The LOD and LOQ values were evaluated based on signal-to-noise ratios of approximately 3:1 and 10:1, respectively. The corresponding series of concentrations for each analyte were fortified and analyzed, the solvent standard curve was obtained by fitting the response to the fortified concentrations, and the linearity of the method was assessed by examining the determination coefficient (R²). Six fortified samples were prepared at each of the four concentration levels (LOQ, 0.5× MRL, MRL, and 2× MRL), and the detected concentration was calculated using the solvent standard curve. The recovery, which represents the ratio between the detected concentration and the theoretical concentration, was used to evaluate the accuracy of the method. The LOQ value for FF was equivalent to its 0.5× MRL value, and the fortified level for FF comprised three concentrations. The between-day precision and within-day precision are expressed as the relative standard deviation (RSD) of the recovery. The distinction between the two is that the former is subjected to testing using a single standard curve three times within a day, while the latter is subjected to testing using three standard curves over three consecutive days.

The stock solution, which was stored at −80 °C, underwent analysis after dilution on Days 0, 10, 30, and 90. The working solution, stored at 4 °C, was analyzed on Days 0, 1, 3 and 7. Blank whole egg, egg yolk, and egg albumen samples were subjected to the established sample pretreatment method to obtain blank matrix extracts. Subsequently, the extracts of each sample were mixed and equally divided into six aliquots. The corresponding LOQ levels of each analyte were then added to the aliquots. The fortified extracts were analyzed at different time intervals (0 h, 1 h, 3 h, 6 h, and 12 h) to observe changes in peak area. The corresponding LOQs of each analyte were added to the blank matrix extracts and stored at −20 °C. Eighteen aliquots of each fortified sample matrix extract were removed from storage at −20 °C on Day 1 and thawed at room temperature for a period of 4 h, of which 6 aliquots were analyzed. Another 12 aliquots were refrozen at −20 °C, removed on Day 2 and thawed at room temperature for 4 h, of which 6 aliquots were analyzed. The remaining 6 aliquots were refrozen at −20 °C and subsequently thawed at room temperature for 4 h on Day 3 and analyzed.

4. Conclusions

Although multiresidue methods are designed to detect a wide range of analytes, the simultaneous detection of residues from different chemical classes in the same sample using LC methods is not commonly observed.

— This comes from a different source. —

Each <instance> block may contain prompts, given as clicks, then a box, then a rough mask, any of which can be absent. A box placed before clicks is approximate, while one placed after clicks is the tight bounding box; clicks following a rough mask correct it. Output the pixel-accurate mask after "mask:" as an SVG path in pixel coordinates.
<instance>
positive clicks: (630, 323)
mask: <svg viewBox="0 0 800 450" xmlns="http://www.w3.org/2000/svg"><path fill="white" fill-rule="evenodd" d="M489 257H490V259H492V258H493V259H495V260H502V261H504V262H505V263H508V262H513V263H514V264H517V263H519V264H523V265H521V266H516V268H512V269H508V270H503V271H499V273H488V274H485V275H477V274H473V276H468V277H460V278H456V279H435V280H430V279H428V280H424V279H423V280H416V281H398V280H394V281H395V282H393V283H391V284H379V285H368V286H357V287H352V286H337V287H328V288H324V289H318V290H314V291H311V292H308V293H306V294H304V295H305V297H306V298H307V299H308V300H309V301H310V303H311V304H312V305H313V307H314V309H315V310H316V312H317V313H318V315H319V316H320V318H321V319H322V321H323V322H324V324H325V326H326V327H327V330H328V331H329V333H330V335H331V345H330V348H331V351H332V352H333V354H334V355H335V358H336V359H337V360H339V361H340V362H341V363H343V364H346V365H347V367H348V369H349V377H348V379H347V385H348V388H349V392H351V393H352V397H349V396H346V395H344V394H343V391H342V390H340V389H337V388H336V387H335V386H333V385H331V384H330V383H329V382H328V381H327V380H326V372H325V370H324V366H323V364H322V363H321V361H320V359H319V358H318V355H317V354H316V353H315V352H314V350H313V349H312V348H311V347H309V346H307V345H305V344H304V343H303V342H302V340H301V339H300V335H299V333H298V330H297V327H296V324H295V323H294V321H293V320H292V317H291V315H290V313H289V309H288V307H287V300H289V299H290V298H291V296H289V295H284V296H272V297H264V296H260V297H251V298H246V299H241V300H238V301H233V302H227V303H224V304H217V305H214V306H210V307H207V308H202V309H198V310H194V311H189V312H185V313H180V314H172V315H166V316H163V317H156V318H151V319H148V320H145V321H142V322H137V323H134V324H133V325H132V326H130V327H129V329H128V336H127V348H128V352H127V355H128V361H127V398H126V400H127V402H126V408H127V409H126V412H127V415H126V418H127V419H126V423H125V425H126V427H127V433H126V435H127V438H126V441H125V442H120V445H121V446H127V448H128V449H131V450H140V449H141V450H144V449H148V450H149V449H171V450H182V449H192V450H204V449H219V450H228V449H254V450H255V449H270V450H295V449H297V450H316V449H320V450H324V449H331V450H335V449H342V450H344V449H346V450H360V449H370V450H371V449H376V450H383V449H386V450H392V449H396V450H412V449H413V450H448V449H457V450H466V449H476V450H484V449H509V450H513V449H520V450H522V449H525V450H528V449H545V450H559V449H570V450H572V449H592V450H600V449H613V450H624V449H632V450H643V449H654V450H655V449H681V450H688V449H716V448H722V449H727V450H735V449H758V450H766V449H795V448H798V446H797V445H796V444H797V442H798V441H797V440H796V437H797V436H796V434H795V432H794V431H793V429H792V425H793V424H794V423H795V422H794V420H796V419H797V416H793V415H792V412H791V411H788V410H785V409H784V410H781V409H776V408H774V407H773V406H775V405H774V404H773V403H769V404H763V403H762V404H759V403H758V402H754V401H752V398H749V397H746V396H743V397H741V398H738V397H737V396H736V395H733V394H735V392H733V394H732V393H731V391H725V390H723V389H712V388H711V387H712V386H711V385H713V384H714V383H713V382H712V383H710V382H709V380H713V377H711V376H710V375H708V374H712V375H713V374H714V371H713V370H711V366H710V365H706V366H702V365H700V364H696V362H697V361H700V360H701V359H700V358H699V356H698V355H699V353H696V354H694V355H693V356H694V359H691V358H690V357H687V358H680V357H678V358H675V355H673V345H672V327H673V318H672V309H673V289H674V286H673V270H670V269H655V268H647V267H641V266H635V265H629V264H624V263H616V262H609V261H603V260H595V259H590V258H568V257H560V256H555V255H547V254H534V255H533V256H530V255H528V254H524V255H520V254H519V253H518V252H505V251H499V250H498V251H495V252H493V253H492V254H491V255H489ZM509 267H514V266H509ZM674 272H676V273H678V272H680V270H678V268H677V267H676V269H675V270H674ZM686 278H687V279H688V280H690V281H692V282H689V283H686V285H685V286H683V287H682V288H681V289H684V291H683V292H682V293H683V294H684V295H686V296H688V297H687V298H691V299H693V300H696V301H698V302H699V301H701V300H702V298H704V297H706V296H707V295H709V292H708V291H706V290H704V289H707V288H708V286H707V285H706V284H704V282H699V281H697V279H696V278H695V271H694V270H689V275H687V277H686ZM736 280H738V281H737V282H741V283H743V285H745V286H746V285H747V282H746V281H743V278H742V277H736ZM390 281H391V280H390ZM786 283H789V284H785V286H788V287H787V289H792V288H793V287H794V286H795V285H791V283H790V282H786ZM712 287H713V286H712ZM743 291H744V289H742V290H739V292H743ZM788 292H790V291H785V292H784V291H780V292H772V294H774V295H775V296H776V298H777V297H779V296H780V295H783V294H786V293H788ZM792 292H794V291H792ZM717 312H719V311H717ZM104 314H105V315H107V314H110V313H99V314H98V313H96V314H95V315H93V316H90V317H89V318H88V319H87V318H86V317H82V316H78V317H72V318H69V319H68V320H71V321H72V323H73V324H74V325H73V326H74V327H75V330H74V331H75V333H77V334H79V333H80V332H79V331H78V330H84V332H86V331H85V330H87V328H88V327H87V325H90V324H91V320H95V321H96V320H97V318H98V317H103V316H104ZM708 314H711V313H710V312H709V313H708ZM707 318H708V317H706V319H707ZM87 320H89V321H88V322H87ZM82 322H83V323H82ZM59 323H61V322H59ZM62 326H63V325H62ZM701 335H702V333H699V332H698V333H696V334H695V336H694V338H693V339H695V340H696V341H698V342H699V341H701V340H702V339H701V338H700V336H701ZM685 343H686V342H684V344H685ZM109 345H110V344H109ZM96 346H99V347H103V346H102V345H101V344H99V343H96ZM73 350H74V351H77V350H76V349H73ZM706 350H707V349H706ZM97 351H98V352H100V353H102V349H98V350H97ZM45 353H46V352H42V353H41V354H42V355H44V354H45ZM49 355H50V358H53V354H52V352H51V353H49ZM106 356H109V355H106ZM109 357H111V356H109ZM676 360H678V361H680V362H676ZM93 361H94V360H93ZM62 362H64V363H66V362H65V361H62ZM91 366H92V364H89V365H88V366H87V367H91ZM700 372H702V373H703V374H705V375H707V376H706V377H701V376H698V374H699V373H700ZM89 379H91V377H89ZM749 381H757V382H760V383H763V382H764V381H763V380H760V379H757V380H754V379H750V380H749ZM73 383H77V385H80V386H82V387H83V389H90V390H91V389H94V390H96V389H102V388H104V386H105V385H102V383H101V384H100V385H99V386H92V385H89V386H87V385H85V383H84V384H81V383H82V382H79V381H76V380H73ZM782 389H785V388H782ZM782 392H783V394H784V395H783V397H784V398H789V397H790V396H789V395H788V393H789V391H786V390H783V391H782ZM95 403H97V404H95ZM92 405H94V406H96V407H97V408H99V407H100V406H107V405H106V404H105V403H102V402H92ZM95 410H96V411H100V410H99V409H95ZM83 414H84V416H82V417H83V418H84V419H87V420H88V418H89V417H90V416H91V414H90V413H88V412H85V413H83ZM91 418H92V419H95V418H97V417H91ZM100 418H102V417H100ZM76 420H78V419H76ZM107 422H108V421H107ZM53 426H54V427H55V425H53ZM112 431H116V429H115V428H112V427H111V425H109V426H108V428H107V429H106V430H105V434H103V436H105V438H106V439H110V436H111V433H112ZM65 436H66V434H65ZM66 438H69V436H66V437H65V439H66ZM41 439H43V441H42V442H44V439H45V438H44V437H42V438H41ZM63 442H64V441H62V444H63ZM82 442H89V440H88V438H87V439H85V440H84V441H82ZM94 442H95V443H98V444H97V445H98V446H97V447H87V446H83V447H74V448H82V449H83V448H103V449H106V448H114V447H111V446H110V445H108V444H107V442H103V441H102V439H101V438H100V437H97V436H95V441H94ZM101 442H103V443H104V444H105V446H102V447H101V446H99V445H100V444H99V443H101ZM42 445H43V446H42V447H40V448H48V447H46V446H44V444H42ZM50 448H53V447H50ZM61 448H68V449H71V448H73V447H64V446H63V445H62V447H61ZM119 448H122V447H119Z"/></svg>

This method demonstrates the successful application of a specific and sensitive QuEChERS–HPLC–FLD method with dual-channels to the analysis of FF, FFA, CIP, ENR, and SAR residues in eggs. The therapeutic residues were extracted from the samples using the QuEChERS procedure, the recoveries of the analytes exceeded 71.9%, and the chromatographic peaks for the analytes were well separated and symmetrical. The method provided satisfactory analytical performance parameters for target analytes, including validated and superior selectivity, sensitivity, linearity, and precision. The proposed method provides technical support for the response to food safety issues and evaluation of the potential risk of therapeutic residues. A more comprehensive matrix/species validation for real sample analysis should be performed in future studies for optimization and enhancement of the method.